[Date Prev][Date Next][Thread Prev][Thread Next][Date Index][Thread Index]
Re: [PATCH 1/3] virtiofsd: Find original inode ID of mount points
From: |
Vivek Goyal |
Subject: |
Re: [PATCH 1/3] virtiofsd: Find original inode ID of mount points |
Date: |
Wed, 2 Jun 2021 14:19:58 -0400 |
On Wed, May 12, 2021 at 02:55:42PM +0200, Max Reitz wrote:
> Mount point directories represent two inodes: On one hand, they are a
> normal directory on their parent filesystem. On the other, they are the
> root node of the filesystem mounted there. Thus, they have two inode
> IDs.
>
> Right now, we only report the latter inode ID (i.e. the inode ID of the
> mounted filesystem's root node). This is fine once the guest has
> auto-mounted a submount there (so this inode ID goes with a device ID
> that is distinct from the parent filesystem), but before the auto-mount,
> they have the device ID of the parent and the inode ID for the submount.
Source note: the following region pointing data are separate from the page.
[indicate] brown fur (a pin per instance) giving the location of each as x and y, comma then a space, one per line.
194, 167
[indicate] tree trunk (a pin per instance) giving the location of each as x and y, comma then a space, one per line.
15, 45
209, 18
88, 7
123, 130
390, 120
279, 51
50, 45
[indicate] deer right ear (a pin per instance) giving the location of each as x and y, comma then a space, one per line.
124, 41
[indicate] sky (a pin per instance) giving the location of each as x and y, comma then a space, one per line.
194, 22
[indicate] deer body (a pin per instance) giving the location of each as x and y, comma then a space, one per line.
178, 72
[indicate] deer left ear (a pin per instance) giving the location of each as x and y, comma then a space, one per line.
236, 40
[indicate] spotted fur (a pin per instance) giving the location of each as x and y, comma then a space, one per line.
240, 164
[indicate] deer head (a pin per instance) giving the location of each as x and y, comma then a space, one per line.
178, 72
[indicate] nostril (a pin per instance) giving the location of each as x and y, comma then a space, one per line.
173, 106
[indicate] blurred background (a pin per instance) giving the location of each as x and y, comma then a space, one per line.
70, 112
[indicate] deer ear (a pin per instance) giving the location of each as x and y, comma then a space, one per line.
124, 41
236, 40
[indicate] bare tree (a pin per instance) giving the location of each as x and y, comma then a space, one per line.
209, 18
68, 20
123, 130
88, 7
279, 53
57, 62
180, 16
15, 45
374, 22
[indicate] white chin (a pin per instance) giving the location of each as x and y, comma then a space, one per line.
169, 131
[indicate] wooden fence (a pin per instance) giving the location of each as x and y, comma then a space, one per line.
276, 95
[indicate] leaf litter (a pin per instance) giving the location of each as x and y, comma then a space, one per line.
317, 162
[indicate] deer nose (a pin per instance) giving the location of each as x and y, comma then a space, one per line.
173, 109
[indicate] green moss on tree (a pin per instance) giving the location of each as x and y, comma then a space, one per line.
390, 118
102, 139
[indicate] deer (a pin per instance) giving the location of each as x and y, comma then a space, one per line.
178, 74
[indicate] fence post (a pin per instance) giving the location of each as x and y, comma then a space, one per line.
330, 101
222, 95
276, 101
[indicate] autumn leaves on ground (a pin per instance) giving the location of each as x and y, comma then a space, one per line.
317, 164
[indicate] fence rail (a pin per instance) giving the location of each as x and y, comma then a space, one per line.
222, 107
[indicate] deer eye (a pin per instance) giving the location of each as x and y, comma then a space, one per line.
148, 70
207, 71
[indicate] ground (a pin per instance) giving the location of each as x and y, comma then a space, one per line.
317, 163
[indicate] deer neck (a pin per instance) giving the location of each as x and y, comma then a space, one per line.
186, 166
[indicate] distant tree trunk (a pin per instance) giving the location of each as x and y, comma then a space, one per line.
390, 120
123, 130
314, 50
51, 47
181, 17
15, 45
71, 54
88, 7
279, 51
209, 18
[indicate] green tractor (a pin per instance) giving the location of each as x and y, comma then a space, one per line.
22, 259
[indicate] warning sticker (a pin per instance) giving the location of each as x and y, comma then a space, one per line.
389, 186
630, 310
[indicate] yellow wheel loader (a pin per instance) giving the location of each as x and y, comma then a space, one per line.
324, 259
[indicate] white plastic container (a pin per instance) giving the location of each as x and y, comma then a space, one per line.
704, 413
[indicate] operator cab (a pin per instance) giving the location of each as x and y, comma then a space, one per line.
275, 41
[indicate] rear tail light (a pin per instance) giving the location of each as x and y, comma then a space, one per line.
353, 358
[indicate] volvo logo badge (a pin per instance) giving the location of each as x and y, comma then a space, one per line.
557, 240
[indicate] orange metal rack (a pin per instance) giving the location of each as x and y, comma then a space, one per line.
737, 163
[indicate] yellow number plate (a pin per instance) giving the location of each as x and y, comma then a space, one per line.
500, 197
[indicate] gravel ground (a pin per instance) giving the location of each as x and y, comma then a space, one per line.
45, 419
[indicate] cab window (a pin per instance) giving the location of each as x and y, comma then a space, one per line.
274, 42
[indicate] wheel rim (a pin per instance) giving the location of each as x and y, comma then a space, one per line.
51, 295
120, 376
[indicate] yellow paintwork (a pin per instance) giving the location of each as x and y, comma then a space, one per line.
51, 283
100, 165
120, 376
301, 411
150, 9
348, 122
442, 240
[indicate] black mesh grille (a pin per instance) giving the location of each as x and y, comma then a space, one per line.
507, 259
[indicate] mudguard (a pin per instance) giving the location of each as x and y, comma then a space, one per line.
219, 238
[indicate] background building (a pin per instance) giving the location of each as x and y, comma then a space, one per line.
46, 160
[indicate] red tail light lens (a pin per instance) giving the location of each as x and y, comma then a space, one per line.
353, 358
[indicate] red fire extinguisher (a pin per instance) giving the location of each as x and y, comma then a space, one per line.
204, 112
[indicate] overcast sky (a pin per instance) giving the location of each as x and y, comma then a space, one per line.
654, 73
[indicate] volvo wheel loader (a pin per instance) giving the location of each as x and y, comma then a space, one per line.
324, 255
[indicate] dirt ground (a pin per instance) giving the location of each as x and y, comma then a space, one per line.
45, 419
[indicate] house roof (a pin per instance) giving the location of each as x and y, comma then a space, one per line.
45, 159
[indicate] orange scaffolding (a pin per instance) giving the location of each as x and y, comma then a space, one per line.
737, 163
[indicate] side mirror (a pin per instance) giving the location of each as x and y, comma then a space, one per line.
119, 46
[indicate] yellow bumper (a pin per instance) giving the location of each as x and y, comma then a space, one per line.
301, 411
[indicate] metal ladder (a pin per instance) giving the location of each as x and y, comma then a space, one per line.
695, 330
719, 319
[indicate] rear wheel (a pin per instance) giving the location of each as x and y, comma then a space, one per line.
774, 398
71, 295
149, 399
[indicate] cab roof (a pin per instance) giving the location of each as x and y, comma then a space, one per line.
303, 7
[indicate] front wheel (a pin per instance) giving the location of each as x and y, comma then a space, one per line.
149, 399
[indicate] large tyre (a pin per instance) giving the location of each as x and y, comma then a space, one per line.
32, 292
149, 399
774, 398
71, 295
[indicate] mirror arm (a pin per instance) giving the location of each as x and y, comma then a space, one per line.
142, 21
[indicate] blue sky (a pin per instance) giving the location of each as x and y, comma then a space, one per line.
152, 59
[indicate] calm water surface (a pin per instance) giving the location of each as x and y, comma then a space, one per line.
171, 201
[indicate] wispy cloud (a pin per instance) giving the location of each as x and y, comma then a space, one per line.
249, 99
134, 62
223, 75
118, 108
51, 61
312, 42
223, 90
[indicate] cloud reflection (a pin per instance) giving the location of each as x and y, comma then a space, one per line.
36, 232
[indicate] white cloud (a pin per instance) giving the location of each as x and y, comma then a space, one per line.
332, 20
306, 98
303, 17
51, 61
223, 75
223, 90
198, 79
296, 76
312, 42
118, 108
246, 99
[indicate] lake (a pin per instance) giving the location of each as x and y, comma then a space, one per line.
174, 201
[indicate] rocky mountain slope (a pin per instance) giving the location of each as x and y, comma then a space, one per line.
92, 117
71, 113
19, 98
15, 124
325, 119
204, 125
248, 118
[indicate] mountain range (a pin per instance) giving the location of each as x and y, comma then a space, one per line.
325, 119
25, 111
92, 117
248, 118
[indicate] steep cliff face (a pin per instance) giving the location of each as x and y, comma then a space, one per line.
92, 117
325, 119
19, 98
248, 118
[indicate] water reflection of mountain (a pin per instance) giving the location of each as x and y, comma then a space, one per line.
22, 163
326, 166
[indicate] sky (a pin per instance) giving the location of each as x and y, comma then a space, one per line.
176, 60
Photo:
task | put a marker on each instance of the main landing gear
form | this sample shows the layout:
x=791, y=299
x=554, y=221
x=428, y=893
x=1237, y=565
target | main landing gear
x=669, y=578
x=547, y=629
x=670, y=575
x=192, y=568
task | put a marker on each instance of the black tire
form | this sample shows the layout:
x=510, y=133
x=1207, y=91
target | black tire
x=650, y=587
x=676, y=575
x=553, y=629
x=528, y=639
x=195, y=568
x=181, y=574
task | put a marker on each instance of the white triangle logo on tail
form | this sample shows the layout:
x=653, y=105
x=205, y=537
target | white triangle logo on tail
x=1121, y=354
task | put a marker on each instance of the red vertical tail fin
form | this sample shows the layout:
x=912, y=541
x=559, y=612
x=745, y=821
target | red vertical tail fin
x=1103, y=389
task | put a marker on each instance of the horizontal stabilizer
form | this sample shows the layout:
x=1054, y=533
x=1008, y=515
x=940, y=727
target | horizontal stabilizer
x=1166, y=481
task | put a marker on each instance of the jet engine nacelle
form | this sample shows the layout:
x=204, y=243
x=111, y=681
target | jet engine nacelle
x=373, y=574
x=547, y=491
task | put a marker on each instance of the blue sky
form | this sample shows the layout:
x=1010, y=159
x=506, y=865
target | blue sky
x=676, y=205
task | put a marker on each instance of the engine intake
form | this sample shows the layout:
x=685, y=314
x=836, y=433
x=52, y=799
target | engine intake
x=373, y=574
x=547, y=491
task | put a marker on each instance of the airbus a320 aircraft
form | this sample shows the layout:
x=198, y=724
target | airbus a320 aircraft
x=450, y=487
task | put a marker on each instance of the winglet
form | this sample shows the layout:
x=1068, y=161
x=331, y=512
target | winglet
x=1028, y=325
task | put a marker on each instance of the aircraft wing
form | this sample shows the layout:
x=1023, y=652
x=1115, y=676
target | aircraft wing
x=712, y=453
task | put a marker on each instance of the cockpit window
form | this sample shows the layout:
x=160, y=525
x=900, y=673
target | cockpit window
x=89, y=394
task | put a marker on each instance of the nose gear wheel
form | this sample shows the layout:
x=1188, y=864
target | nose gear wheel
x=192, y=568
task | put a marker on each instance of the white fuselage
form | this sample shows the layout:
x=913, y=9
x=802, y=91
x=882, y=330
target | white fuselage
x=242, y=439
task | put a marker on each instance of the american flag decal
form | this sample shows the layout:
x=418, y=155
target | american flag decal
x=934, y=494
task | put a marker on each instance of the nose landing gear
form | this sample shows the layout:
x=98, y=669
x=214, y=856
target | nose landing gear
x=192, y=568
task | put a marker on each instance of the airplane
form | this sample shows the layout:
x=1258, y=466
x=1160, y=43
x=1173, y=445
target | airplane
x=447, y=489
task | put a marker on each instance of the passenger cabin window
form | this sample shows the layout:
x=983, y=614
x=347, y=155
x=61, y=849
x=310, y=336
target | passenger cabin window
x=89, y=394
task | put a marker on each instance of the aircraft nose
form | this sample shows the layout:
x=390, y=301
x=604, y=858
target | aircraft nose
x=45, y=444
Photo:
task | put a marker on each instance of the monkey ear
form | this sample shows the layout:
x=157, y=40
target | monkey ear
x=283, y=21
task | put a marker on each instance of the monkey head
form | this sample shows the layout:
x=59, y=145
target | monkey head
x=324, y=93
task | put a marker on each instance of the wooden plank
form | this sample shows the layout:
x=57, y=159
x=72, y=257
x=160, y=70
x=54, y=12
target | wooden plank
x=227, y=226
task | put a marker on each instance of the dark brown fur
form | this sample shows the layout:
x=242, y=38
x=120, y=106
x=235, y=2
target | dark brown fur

> This is problematic because this is likely exactly the same
> st_dev/st_ino combination as the parent filesystem's root node. This
> leads to problems for example with `find`, which will thus complain
> about a filesystem loop if it has visited the parent filesystem's root
> node before, and then refuse to descend into the submount.
>
> There is a way to find the mount directory's original inode ID, and that
> is to readdir(3) the parent directory, look for the mount directory, and
> read the dirent.d_ino field. Using this, we can let lookup and
> readdirplus return that original inode ID, which the guest will thus
> show until the submount is auto-mounted. (Then, it will invoke getattr
> and that stat(2) call will return the inode ID for the submount.)
[ CC miklos ]
Hi Max,
Though we discussed this in chat room, I am still responding to this
email with the concern I have, so that there is a record of it.
So with this patch for FUSE_LOOKUP we always return submount's parentinode
id and with GETATTR request we return actual inode id of submount. That
kind of bothers me a bit as we are assuming that there is always going
to be a GETATTR request after FUSE_LOOKUP. FUSE_LOOKUP itself has attrs
returned with it and it might happen that after FUSE_LOOKUP, FUSE_GETATTR
might not be called at all because FUSE_LOOKUP itself got the latest
updated attrs with certain timeout.
For example, if I call stat on a normal file (not submount), I see that
after FUSE_LOOKUP, no FUSE_GETATTR request is going and
fuse_update_get_attr() is using attrs from locally cached inode attrs.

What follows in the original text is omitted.